The artists’ earlier work from the 1990s mostly works with rubbish, as shown in “Dirty White Trash” from 1998.
Over time, their work has evolved, with the assemblages themselves becoming increasingly sophisticated, and incorporating found dead animals. “Dark Stuff”, made in 2008, is one such example. Sue Webster said :
“‘Tim’s mum bought some kittens three years ago. The cats started bringing in their prey almost every day. We collected their remains in a box marked with a skull and crossbones, which we called ‘Dead Things’. Soon we had a few hundred rotting creatures – mice, rats, voles, even a squirrel and a toad. Walking through the British Museum, we were struck by the Egyptians’ use of mummification, their obsession with animals and animal parts, and how good at sculpture they were. And suddenly we knew what to do with our mummified animals!'”

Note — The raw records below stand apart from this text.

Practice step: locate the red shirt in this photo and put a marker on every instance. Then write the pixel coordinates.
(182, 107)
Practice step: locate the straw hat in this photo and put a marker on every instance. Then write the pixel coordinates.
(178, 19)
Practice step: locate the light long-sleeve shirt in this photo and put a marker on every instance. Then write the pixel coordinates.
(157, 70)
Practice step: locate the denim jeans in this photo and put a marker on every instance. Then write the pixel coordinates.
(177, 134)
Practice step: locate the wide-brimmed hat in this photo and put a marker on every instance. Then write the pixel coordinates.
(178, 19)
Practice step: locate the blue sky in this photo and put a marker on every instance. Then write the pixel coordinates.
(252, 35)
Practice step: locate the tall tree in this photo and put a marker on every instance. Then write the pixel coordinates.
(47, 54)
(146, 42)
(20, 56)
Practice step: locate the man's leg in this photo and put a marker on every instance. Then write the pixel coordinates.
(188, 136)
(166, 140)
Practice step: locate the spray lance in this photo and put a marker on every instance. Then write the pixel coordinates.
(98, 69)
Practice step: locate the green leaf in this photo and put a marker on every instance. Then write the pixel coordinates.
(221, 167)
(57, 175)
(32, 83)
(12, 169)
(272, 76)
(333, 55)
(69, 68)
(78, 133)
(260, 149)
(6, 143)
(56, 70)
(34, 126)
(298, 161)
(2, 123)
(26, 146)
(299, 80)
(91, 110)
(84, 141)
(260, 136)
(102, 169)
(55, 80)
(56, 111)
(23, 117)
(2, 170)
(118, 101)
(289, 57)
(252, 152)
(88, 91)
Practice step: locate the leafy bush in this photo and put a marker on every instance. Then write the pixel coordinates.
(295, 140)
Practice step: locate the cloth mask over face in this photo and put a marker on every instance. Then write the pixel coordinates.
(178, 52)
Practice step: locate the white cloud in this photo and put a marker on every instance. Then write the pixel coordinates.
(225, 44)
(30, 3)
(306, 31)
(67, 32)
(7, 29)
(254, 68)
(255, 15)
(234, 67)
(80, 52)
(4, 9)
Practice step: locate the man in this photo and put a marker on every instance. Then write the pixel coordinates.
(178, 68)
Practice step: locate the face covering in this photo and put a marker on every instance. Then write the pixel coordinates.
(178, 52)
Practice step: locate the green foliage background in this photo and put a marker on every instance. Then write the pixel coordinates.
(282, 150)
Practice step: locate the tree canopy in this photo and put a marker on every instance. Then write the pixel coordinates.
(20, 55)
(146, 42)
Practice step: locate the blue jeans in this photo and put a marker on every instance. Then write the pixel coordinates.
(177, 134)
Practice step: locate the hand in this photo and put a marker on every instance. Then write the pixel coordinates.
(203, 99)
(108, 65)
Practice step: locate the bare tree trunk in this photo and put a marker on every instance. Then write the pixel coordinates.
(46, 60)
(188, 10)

The work “British Wildlife” used taxidermy animals rather than rubbish. In this highly personal piece, the taxidermy animals used to belong to Tim Noble’s father, who died in the 1990s. The piece was unveiled in 2000.
The pair met while studying art at Nottingham Trent university in 1986, and in 1989 worked as aristits in residnece at Dean Clough sculpture studios, a former factory building in Halifax. They later moved to London and worked for Gilbert and George, as well as being involved in a number of important exhibitions, including Statuephilia at the British Museum in 2009. Their work has also been bought by Charles Saatchi.